Portion also follows proper ERC standards so that creators and collectors are able to mint their non-fungible tokens and port them over to another NFT marketplace, such as Opensea, if desired. This provides additional freedom to the seller which would not be feasible on a centralized system.

Current Day Centralization

People need to trust one another in order to do even the most basic things together. Historically, all of the base trust layers in our societies have been founded on subjective trust: trust in single individuals, in social networks, in platforms like businesses and institutions, or in large centralized authorities like governments.

Centralized trust and intermediation can work reasonably well in many situations, but it often breaks down when there is a misunderstanding, information asymmetry, or an imbalance of power. Many aspects of intermediation are valuable -- and even creative. The curator function on many NFT platforms adds value that we rely on in discovery of new artists and works. Intermediation can add new information and reduce costs and frictions in a transaction flow. Yet, it is far too often the intermediaries, not the value creators, that are able to monetize and extract most of the value created. Now, intermediaries no longer need be relied upon to imbue transactions and relationships with trust, as this is now handled by the trustless platforms themselves. Thus, they are no longer in a position to act in a way that is fundamentally exploitative.

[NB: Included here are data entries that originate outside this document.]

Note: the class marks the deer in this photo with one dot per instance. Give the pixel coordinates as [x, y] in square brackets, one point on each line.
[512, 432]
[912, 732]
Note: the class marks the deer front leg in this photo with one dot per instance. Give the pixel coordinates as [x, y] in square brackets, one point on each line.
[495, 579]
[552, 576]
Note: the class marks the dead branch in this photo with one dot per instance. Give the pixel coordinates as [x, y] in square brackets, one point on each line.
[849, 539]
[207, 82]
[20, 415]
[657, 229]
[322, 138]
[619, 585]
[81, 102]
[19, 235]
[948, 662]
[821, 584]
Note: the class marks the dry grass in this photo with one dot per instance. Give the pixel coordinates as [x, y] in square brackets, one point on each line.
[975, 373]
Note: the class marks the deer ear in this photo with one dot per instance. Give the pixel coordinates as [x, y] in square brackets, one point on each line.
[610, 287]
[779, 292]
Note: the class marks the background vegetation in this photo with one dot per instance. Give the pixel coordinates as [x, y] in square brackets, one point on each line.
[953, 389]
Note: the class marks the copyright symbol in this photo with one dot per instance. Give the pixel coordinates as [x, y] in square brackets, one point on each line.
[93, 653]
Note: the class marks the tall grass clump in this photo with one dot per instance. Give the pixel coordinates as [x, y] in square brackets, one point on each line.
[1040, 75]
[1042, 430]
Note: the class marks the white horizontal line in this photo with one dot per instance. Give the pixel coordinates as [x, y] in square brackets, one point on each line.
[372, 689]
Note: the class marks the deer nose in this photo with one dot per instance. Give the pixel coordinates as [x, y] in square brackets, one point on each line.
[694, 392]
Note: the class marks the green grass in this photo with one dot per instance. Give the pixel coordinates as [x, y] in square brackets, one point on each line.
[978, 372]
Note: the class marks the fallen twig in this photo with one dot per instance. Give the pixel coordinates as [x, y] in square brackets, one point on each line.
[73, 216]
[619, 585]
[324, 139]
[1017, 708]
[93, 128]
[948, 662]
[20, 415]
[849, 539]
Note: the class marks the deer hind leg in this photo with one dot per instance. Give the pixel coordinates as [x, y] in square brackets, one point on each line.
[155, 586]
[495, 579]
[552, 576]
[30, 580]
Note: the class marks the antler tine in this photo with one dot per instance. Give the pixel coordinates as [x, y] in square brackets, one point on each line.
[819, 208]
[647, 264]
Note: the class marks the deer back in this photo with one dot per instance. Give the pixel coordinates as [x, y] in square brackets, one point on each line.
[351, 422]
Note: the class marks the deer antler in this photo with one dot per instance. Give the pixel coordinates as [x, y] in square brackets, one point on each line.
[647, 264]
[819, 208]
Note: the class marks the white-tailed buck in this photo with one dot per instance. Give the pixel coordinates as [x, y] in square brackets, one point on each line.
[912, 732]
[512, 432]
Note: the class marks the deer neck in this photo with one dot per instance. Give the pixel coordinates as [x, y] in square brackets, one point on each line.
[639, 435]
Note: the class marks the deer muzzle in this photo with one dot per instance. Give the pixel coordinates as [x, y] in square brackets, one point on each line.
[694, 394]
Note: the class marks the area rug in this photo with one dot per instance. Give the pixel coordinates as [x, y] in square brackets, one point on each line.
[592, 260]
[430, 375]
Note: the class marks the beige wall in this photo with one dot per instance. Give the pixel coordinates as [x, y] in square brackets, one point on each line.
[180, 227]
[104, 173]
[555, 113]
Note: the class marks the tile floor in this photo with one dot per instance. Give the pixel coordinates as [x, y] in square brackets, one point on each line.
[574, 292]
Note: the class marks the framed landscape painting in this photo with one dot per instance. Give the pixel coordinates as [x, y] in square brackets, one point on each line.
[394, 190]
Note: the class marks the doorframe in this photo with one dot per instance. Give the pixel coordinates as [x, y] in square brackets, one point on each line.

Decentralization: A Turning Point

With the advent of decentralized and distributed technology, we began witnessing a movement to redefine trust and value in our society and in our economy. In 2001, a technology-driven movement based on peer-to-peer computer networks emerged and enabled file sharing, most notably BitTorrent and the Kademlia technology.  In 2009, with Bitcoin, trust became embeddable in some P2P networks, as we bridged cryptoeconomics with blockchain database technology and realized that maximally decentralized infrastructure and applications were the key to building a new trust foundation for the planet. This was based on the simple principle that if everyone had their own provably accurate version of what is going on in the system, nobody could cheat the system. Then came Ethereum in 2014, a technological movement that soon blossomed into an economic, social, political, and creative revolution -- and perhaps the most profoundly positive transformation of digital trust. As we look back at all these events, it is clear that decentralization represents a major turning point in our relationship to the internet and value. It has forced us to reconsider how value is created, how it moves across networks and borders, and who benefits from the rails by which it moves.

As we work to pioneer a better internet – Web 3.0 – decentralized data networks and applications are the key to improving security and creating new models around ownership. By understanding the risks of centralization and how they can be mitigated through increased decentralization, we can make the internet safer and more secure.